For many, the dread of work after the weekend comes with being bored, something we associate with not having enough to do. But it is also a sign of being too busy as well.
There are also times when work activities are monotonous, a ‘must-do’ to achieve the larger picture and we all have parts of our jobs that we don’t like doing.
In some cases, understanding how to stay motivated is key to a successful and enjoyable day at the office but if, after really examining the problem you come to the conclusion the problem is not lack of motivation or boredom, you need to start thinking about what changes you could and will make.
#2 Pros & Cons, Strengths & Weaknesses…
If you know that deep-down, the Monday blues are all about the fact that you are no longer like what you do, you may decide the time is right to act.
But before you leap, you need to complete the important step of self-analysis, the skill of objective scrutiny.
Of course, the Monday Blues doesn’t mean finding a new job necessarily;
Plan A – I LOVE my job but…
If you enjoy your work maybe you have become stuck in a rut where you are doing the same thing. You don’t learn in your comfort zone but on the fringes of it.
Ask yourself is it time to make a move sideways or look for a promotion? Start by listing what you love about your job and what you are not so keen on. With the second column, look at how you could change the ‘not so keen’ on items.
For example, if you hate the morning and evening commute, could you change your working hours or work partly from home?
Plan B – I HATE my job but…
Hate is a pretty strong word but if you are clearly dissatisfied it may not just be your job, but the industry you are in.
Nothing is achieved by doing the same thing over and over and so, with a blank sheet of paper and a pen, write down what you would love to do.
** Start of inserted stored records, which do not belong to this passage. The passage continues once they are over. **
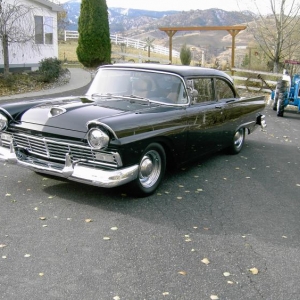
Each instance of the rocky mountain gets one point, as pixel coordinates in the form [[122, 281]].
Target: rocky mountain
[[142, 24], [123, 20]]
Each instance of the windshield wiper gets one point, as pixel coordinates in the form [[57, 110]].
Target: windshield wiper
[[107, 95], [133, 98]]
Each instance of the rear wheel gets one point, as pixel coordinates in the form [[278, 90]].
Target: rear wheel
[[237, 141], [280, 105], [152, 167]]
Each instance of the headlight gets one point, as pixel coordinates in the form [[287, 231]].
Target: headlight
[[3, 122], [97, 139]]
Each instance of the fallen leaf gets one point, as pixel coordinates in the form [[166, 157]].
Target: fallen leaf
[[205, 261], [182, 273], [254, 271]]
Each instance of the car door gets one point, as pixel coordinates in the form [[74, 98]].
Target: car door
[[205, 117]]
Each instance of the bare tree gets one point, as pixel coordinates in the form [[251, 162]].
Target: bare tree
[[277, 34], [15, 28], [149, 45]]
Your ideas may sound implausible now – be a self-employed beauty technician or be a forensic scientist – and completely different from your current skill set but making a career change can be done. And it has been done by thousands of people!
Exercise caution, however. You have rent or mortgage to pay and bills with your name written all over them so if you are serious about changing careers and upskilling yourself, have a strategy.
Going to college is one option but you can also upskill with home study courses, a great way of getting back into the habit of studying as well as gaining qualifications that could be life-changing.
#3 Are you REALLY disengaging from work?
There are people out there who simply love what they do and can’t imagine ever doing anything else or wanting to do anything else.
And yet, the Sunday evening dread grips them in its vice-like features on a regular basis with their arrival back at their workstation on Monday morning made with heavy footsteps.
The answer may be simpler than you think. Physically and emotionally disconnecting from work is essential to your well-being and so when your last shift ends, are you shutting the door on work and really taking a step away?
Look at how you spend your weekends or rest days. Are you doing something with them? From enjoying a hobby to socialising with friends, to bracing walks in nature to being mindful about disconnecting from work and not just emails, but emotionally too.
How do you deal with the Monday blues? Did you make a significant career change?